Bob Kepner

Service is the rent you pay for living. It is the very purpose of life and not something you do in your spare time.–Marian Wright Edelman

The explosion of the popularity of soccer in North Carolina and the contributions of Bob Kepner are inexorably tied. Several factors influenced his inclination toward volunteerism. In 1946 at age five, Bob and his family moved to Cuba where his father was employed by United Fruit Company. At age 14, he enrolled in prep school at Andover, Massachusetts. Being away from home at such a young age accelerated his involvement in leadership and community service. His involvement with a variety of organizations at Andover became the precursor of an adult life distinguished by leadership, service, and volunteerism. Most prominent among his favorite causes would be the growth of the game of soccer.

Bob Kepner’s contributions as an influential and dedicated leader and promoter of soccer in North Carolina have earned him the distinction of being inducted into the North Carolina Soccer Hall of Fame as a member of the sixth class of inductees on this, the third day of January, 2004.

After playing soccer at Andover, Bob enrolled as a student at the University of North Carolina at Chapel Hill. He was one of a dozen students from Andover who entered UNC in the fall of 1959. While at Carolina, Bob played soccer for four years under fabled Coach Marvin Allen. One of Bob’s teammates at Andover, Bill Snyder, also played at UNC. Both men were midfielders and co-captains of the Tar Heels their senior season in 1962. Months after graduating from UNC in 1963, Bob married Margaret creating the finest husband/wife combination North Carolina soccer has ever known. Individually and together, they have been recognized for outstanding service to local, state, and national soccer bodies. In June 1990, they were co-recipients of the Tom and Linda Mosier Award, given by NCYSA.
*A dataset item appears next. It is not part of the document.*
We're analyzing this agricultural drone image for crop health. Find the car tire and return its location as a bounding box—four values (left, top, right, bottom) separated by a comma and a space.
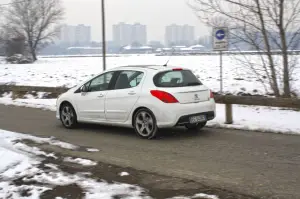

Like many grass roots volunteers, Bob’s foray into soccer leadership grew out of the involvement of his own children. In 1973, son number one, Chip, was all of three years old when Bob became the coach of his Rainbow soccer team because the head coach didn’t show up. And Bob’s other child, son number two, Derek, would eventually be the beneficiary of being able to play with older brother Chip’s teams. In 1980, Bob became the first president of the Central Carolina Youth Soccer Association (now called the Durham-Chapel Hill Strikers) to provide an opportunity for youngsters in that region of the state to play “travel soccer.” Bob coached the Under-10 team, one of five teams the club fielded at the time. And so began this “calling” that has lasted over thirty years that is the cause for today’s celebration.

During the past twenty-four years, Bob has held numerous elective or appointive positions with statewide and national governing bodies. He was the president of the North Carolina Youth Soccer Association for 14 years and held other offices for NCYSA for three years. During his final years with NCYSA, he also served as president of the North Carolina Amateur Soccer Association. He continues to serve as the treasurer and registrar of NCASA. He has served on several USYSA and US Soccer committees and is a frequently consulted authority on matters involving state and local associations. His service to the game has included stints as the soccer coach at Culbreth Junior High School and Chapel Hill High School and as a referee assignor.

The most indelible aspect of Bob Kepner’s legacy is his vision to recognize the wide range of contributions people make to the game of soccer in North Carolina. He possesses optimism and a generosity that enables him to propel the cause forward and to honor those who have already left an impression. He is proud to have taken a leading role in recognizing several of the significant contributors to soccer development in North Carolina by helping to establish awards in the their names – the Tom and Linda Mosier Award, the Brantley/Murphy Award, the Scott/Rucker Award, the Charles Mark Crampton Award and the John M. Bouda Award. He played a vital role in the creation of the North Carolina Soccer Hall of Fame.

This is the occasion to turn the tables on North Carolina Soccer’s caretaker. It is the day everyone else can finally release a sigh of relief that Bob Kepner is finally a member of the NC Soccer Hall of Fame. The man who has Bob Kepner Field named in his honor at Bryan Park and who has been the recipient of the Metropolitan Life Achievement Award and the USYSA Region III Director’s Award, among others, now finds himself the object of gratitude from the entire North Carolina soccer community. He has spent years pulling everyone together and cultivating this community. At last, he takes his rightful place among his peers as a member of the North Carolina Soccer Hall of Fame.